Asian fusion restaurants were big in the 1980’s. Chefs rolled pancakes with kimchi and put fried egg and soy sauce on top of spaghetti marinara. Oftentimes, the combinations resulted in strange, fluorescently lit, neon-on-black restaurants with white tablecloths, their elegance overstating the tastiness of the cuisine. Sometimes the combinations were successful, but still, the reputation of this type of restaurant lingers, making it that much harder for them to find success. Revel in Seattle defies expectations, with a waiting list for its sleek and easy Korean-influenced menu.
Revel is located in Fremont and stands as perhaps the most modern-styled restaurant in the neighborhood amidst bright-painted Thai restaurants and unusual sculptures. Before you walk the door of Revel, you are greeted with a small, white-painted bed frame planted with grass. It leads well into the restaurant itself, which, too, is outfitted with a few quirks like a huge, pink-hued painting of Hulk Hogan. The centerpiece of the dining room is a long, wooden table. The chefs cook directly behind it and diners can sit on the opposite end, watching the clatter of the kitchen. The restaurant looks a bit like a garage, with a garage door opening up onto the outdoor patio.

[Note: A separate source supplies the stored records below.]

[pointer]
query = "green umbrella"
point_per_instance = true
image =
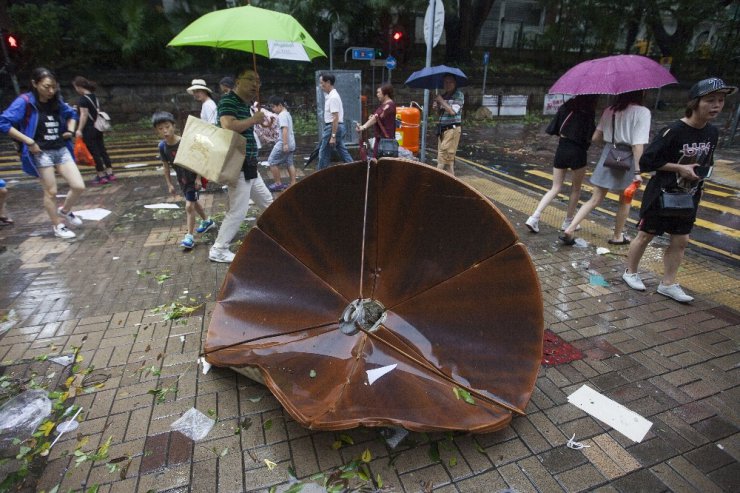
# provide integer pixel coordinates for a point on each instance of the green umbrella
(251, 29)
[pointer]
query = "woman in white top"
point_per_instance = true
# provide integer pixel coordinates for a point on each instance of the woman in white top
(632, 126)
(202, 93)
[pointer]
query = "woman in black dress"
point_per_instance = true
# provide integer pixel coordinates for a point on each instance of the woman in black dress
(88, 105)
(574, 123)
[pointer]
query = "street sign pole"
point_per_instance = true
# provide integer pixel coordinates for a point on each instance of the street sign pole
(430, 43)
(485, 71)
(390, 64)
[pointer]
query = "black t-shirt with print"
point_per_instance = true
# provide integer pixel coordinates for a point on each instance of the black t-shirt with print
(185, 177)
(48, 128)
(676, 143)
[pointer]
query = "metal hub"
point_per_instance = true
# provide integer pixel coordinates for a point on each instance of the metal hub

The menu and the food at Revel are refreshingly simple—there aren’t any obscure ingredients or fancy preparations just for show. The menu itself only has six headings—salads, pancakes, dumplings, rice, noodle and sweet sandwich. We tried the dumplings, which were a play on gyros, with lamb, goat yogurt and cucumber, served deep-fried and with soy sauce and a spicy red dipping sauce. These dumplings were surprisingly successful in recreating both Greek and Korean flavors with a perfectly spiced meat dumpling surrounded by crispy pastry. The noodles, too, were a combination of Italian and Korean flavors, melding coriander noodles, cilantro and white gulf shrimp. Less successful than the other components of the meal was the pork belly, kimchi and bean sprout pancake, which seemed to want to recreate a very Indian dish—a fried pancake—but lost much of the impact of the Korean flavors underneath a thick layer of fried cheese.
One of the most pleasant parts of the evening was the bar at Revel, called Quoin. Housed in the same space as the restaurant, the bar uses many of the same décor components as the restaurant, but is more darkly painted, with little nooks with wooden benches for patrons to sip their cocktails. The bartenders are very friendly and make a hell of a cocktail—I tried the Adirondack, which mixes gin, something called Anticas, Lavender bitters and lime juice. You can also order at the bar and then move your food into the dining room when a table becomes available, making the thirty to forty-five minute wait more palatable.
Revel/Quoin is reasonably priced for the food that you get—it feels like if it were moved to Capitol Hill, the proprietors would add a few bucks to each of the entrée. The staff is friendly and doesn’t make you feel like an idiot for not knowing what a “pistou” is. Overall, Revel is modern, but not so hip that you feel intimidated to go inside unless you’re outfitted in high heels and a mini dress and/or a fedora. Go there with $30 bucks and a nice shirt and I’m sure they’ll show you a good time.